For two weeks I had been trying to fix a PnL bug in a prediction-market analysis pipeline. The reported PnL disagreed with the Polymarket ground truth for many traders, and the gaps were not small: for one address the scored figure was $32.8M against an actual -$8.3M. I had been debugging with Claude Code the whole time, and the sessions had turned into an expensive merry-go-round: a plausible hypothesis, a partial fix, a fresh anomaly, another hypothesis.

At some point I gave up and switched to Codex. What I want to note is not that Codex is better — I am not convinced it generally is — but that the thing that actually worked was the handoff prompt, not the model.

What I wrote

The first message I sent Codex was, in effect, an incident postmortem. It opened with:

For the last two weeks, I’ve been trying to fix a recalcitrant bug […] I’ve been debugging with Claude Code, but Claude’s performance has been atrocious. I am hoping that you can do better.

Then four sections, in this order:

Why it’s a full rebuild. Pointed at the exact commit (36269eb) that bumped PIPELINE_VERSION from 1 to 2, quoted the runtime line where _can_run_incremental() logs pipeline version mismatch (stored=1, current=2). Falling back to full rebuild., and noted that the bump was technically correct because mint_cost had changed formula.
Per-step timing, instrumented in the session I had just killed. A table of the twelve pipeline steps with their wall times: step 5 at 5h 15m, step 6 at 4h 55m, step 8 at 2h 33m, step 9 still running past four hours. Totalling more than 40h.
Architecture problem. The pipeline had exactly two modes, incremental and full rebuild. A one-line semantic change in a mid-pipeline step forced everything to redo, including the five hours of phantom-sell reconstruction that had nothing to do with mint_cost. I laid out which steps the change actually invalidated (5b, 6, maybe 9–12) and which it did not (5, 7, 8).
Workaround built this session. A per-trader verification script that reconstructed PnL directly from raw data in 30–60 seconds and bypassed the pipeline tables entirely.

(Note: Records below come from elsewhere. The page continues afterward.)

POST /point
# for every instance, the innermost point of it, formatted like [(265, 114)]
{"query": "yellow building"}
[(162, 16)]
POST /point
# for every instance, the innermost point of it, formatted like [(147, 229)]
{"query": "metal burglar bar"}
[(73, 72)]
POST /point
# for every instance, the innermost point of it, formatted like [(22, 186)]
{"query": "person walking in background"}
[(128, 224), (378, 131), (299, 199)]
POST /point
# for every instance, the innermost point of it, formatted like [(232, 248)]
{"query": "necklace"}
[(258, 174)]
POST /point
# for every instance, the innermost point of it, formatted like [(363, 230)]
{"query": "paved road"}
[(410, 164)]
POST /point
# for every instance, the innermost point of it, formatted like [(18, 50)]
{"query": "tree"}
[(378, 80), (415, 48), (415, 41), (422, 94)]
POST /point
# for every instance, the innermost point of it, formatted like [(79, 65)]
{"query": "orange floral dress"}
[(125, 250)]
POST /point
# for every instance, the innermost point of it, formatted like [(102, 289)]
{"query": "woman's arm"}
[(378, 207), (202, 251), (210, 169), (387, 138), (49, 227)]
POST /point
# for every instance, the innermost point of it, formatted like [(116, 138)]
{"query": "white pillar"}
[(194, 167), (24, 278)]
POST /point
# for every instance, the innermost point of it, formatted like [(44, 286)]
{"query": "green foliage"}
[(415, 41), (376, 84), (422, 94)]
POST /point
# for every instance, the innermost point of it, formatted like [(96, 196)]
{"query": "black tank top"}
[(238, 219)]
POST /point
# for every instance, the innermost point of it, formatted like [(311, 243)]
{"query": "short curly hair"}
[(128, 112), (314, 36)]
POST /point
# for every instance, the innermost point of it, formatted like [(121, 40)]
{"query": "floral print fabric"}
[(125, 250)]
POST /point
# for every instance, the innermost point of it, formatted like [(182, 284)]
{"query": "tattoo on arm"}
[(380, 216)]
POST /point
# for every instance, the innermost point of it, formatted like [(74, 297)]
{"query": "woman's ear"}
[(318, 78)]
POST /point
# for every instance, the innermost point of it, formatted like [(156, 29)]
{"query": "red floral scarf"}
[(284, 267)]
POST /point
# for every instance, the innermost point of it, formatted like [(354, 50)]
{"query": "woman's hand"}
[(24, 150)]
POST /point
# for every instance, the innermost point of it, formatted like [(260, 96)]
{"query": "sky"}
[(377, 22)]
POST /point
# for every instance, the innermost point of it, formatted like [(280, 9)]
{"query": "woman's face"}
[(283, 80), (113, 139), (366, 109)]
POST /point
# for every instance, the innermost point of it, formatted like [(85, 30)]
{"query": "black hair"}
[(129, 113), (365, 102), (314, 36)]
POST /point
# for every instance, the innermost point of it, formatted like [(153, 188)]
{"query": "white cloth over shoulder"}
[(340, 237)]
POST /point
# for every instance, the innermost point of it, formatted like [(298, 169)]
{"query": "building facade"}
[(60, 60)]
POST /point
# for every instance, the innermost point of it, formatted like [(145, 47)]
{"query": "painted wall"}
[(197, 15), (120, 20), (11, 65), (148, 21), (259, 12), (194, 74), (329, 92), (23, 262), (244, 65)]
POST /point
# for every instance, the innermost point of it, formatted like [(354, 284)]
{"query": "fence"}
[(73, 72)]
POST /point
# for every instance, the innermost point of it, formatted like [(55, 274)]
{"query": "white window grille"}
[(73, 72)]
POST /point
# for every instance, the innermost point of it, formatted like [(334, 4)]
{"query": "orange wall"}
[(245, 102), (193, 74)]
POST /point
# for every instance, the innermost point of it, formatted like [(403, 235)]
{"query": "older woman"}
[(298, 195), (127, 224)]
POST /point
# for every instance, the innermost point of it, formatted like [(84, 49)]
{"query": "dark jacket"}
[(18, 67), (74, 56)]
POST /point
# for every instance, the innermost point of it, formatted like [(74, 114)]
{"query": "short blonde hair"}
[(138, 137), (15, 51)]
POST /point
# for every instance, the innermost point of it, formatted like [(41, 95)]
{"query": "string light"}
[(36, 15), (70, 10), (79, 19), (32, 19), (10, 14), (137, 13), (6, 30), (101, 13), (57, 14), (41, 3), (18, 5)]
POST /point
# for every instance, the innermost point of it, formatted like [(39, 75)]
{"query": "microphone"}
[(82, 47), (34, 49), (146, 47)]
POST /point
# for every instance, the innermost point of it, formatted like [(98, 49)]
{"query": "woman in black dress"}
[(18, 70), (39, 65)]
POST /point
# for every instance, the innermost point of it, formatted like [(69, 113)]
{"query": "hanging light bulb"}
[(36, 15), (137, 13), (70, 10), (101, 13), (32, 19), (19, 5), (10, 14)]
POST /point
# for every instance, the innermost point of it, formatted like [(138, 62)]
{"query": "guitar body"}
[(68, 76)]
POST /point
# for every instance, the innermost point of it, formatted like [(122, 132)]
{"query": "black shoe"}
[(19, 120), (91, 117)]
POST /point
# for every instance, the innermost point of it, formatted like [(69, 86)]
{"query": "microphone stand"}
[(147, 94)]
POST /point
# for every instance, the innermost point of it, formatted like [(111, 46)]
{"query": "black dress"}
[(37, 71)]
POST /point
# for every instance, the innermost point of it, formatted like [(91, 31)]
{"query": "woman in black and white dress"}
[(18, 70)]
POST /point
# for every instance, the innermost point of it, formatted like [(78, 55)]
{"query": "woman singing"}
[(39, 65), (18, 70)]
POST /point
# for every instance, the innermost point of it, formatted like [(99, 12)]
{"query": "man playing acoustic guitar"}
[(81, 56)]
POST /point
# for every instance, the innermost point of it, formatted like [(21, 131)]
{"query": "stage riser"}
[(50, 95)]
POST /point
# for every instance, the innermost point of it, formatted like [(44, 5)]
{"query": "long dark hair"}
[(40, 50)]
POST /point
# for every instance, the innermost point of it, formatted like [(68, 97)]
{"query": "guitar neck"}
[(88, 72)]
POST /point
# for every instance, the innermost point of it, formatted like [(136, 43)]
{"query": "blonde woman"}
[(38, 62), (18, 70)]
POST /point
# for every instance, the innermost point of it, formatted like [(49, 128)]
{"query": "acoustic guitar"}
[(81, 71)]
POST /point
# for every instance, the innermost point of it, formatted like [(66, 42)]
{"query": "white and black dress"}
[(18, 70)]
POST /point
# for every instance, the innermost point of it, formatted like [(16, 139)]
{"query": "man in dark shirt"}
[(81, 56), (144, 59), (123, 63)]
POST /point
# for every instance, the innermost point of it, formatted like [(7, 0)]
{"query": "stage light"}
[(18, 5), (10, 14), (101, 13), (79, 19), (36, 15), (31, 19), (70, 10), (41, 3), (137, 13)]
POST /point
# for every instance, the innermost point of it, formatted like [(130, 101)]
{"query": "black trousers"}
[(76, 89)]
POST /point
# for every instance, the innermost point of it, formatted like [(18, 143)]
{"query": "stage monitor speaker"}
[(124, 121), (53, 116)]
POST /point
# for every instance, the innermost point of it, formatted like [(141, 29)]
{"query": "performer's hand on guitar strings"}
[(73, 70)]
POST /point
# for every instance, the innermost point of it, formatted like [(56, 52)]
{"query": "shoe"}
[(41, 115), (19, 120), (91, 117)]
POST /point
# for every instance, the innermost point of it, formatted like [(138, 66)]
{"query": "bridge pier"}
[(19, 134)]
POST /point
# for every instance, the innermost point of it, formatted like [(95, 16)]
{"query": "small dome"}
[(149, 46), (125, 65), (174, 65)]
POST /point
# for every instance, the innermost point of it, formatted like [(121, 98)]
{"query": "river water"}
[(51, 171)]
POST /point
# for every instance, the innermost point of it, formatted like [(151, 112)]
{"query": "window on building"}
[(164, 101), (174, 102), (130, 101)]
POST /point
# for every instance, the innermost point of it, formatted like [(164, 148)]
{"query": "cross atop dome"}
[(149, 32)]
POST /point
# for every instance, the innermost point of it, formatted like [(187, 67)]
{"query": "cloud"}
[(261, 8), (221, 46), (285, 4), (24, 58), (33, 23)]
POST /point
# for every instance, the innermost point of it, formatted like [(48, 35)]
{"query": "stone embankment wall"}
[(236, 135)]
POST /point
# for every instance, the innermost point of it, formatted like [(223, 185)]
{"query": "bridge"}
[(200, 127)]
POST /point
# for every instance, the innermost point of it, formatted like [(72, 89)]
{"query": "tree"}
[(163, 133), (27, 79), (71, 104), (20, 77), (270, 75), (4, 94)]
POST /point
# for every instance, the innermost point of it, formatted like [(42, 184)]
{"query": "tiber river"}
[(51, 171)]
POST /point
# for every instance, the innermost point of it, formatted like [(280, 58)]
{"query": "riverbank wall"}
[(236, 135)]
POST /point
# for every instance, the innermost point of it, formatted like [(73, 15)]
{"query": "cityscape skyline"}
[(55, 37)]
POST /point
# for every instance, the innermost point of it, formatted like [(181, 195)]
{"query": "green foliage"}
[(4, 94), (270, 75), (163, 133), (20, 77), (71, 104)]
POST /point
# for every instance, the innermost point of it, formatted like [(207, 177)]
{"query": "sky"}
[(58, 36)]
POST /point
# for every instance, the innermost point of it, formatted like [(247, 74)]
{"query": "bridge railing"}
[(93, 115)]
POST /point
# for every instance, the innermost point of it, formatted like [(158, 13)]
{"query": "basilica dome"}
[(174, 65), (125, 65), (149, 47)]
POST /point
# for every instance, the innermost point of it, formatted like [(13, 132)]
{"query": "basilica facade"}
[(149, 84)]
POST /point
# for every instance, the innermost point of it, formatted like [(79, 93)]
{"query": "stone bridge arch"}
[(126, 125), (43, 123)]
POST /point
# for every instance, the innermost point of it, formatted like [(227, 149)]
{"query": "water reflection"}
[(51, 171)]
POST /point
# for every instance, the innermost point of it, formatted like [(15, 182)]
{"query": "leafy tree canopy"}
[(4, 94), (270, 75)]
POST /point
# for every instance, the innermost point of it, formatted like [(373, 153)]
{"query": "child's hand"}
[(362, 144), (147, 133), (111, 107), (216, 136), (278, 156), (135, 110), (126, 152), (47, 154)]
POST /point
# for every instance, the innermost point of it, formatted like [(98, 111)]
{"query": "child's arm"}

Codex’s first response was not a patch. It was a plan that reframed the bug. Instead of treating the 40-hour rebuild as a performance problem to optimise, it pointed at the full-vs-incremental dichotomy as the actual defect. From there the session converged quickly.

What I think is going on

I don’t think Codex had some special insight that Claude lacked. The two models are close enough in capability that I would not bet on one reliably outperforming the other on a bug like this. What changed was the prompt. My Claude sessions had grown organically — I would describe the next symptom, Claude would propose the next fix, and the accumulated context was a pile of partial hypotheses. When I sat down to write to Codex, the fact that I was switching models forced me to compress: I had to state, in one message, what was true. That reconstruction is what produced the timing table, the invalidation matrix, and the workaround inventory.

In other words: the handoff prompt is the product. If I had written that same prompt to Claude in a fresh session, I suspect the outcome would have been similar.

What I’d do differently

I want this to be a reflex, not a two-week-delayed rescue. Two concrete takeaways:

When a debugging session starts to feel like a merry-go-round — three or four failed hypotheses in a row — that is the signal to stop and write the postmortem. Not “let me try one more thing,” because trying one more thing is how you lose another two weeks.
The postmortem template is basically what I sent Codex: what’s actually happening, measured; what invalidates what; what I’ve already built as a workaround; what the goal is. The structure forces you to separate facts from guesses, and the agent you send it to — any agent — has an easier job.

Still an open question for me: is there a good way to get the current session’s own transcript into the reset prompt automatically, rather than reconstructing it from scratch? That would remove the main cost of the “just start over” move.